Can someone point to any textbook on information theory or any similar such authoritative source that draws a distinction between the two terms in this manner? Pawnbroker 05:46, 12 Jun 2005 (UTC)

Well, the JPEG standard defines "entropy encoding" as "A lossless procedure which converts a sequence of input symbols into a sequence of bits such that the average number of bits per symbol approaches the entropy of the input symbols", a description which does not apply to dictionary coding. However, if you weren't prepared before to believe that entropy coding might have something to do with entropy, I have no idea what sort of source you're prepared to accept as "authoritative". -- Antaeus Feldspar 16:08, 12 Jun 2005 (UTC)

Two responses: 1) Actually, Lempel-Ziv coding does fit into that definition pretty well, 2) the JPEG standard is a document that defines terms for its own purposes - it is not meant to be a textbook on information theory (it has a status perhaps roughly similar to those major RFCs that confuse Huffman coding with prefix coding - note for example that JPEG defines lossless coding in a way that includes only the kinds of lossless coding described in the JPEG document - clearly there are others). If you could point to a single textbook on information theory that draws such a distinction, that would suffice to satisfy me. Even a single paper in the IEEE Transactions on Information Theory would be something (or a digital communication textbook, or one or more papers in some other IEEE Transactions, like the Transactions on Signal Processing or the Transactions on Communications). Right now the assertion that there's a difference between the two terms is completely unsupported by published sources. Pawnbroker 04:48, 14 Jun 2005 (UTC)

Further elaborating on point 1 above - the quoted JPEG definition of "entropy encoding" is actually not bad. (It is certainly better than the one found here at Wikipedia today.) Note, in particular, that it does not refer to a symbol-by-symbol mapping of each input symbol to a particular codeword length. It only says that the average number of bits per symbol approaches the entropy of the input symbols. There are many ways to make the average approach the entropy (or at least be substantially less than the average number of bits used to represent the input to the entropy encoding process). Those ways include techniques like LZW coding and other dictionary-based methods. Many of those ways do not involve a mapping of individual input symbols to specific coded lengths. In fact, when the input symbols are not probabilistically independent of each other (e.g., when there is some statistical dependency between input symbol values, as there is with text, for example) any simple one-to-one mapping like a Huffman code will be inferior to methods that take into account the inter-symbol dependencies. The JPEG document is therefore evidence against the Feldsparian interpretation, not for it. Pawnbroker 23:29, 14 Jun 2005 (UTC)

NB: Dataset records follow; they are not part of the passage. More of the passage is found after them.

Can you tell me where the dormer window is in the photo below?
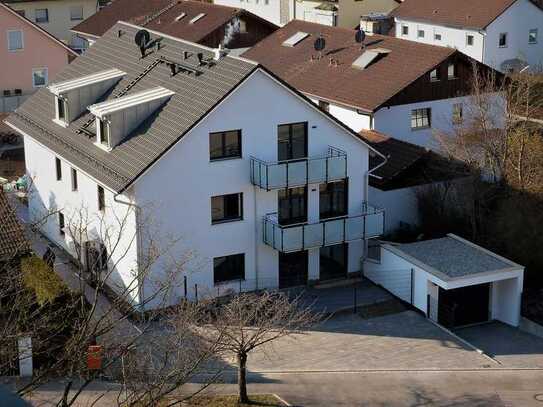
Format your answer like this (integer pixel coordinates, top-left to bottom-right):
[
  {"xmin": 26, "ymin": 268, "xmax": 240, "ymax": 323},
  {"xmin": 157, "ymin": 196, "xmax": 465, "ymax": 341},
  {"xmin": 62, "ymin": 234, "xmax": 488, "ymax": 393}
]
[
  {"xmin": 89, "ymin": 87, "xmax": 174, "ymax": 150},
  {"xmin": 48, "ymin": 68, "xmax": 126, "ymax": 126}
]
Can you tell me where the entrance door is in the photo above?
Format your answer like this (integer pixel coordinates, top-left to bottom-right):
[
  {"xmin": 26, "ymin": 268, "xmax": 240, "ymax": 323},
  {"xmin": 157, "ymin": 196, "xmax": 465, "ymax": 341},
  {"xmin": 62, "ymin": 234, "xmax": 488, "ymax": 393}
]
[
  {"xmin": 279, "ymin": 251, "xmax": 308, "ymax": 289},
  {"xmin": 438, "ymin": 283, "xmax": 490, "ymax": 328},
  {"xmin": 319, "ymin": 243, "xmax": 348, "ymax": 281}
]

Note also that entropy of a symbol is not the same thing as the negative log of the probability of the symbol value. Entropy includes the concept of averaging over all possible values of the input symbol. Entropy is the expected value of the negative log of the probability, not the actual value of the negative log of the probability associated with a particular symbol's value. The negative log of the probability of the sample value (assuming independent source symbol statistics) is the "information" conveyed by that sample value. The average amount of information per symbol is the entropy. Thus the above Feldspar quote that "each symbol is assigned a pattern whose length/cost corresponds to its entropy" is not correct in that sense. In a Huffman-style scheme, each symbol is assigned a pattern whose length corresponds (approximately) to the amount of information conveyed by its value (not the entropy conveyed by its value). Entropy coding therefore is conceptually focused on good average behavior on typical data, not at what happens from the micro perspective of individual symbols and individual short message lengths. Pawnbroker 23:52, 14 Jun 2005 (UTC)

Repetition of content

Much of this content seems to be saying that the length of the codes are assigned proportionally to the inverse logarithm of the probability. Couldn't this just be said once?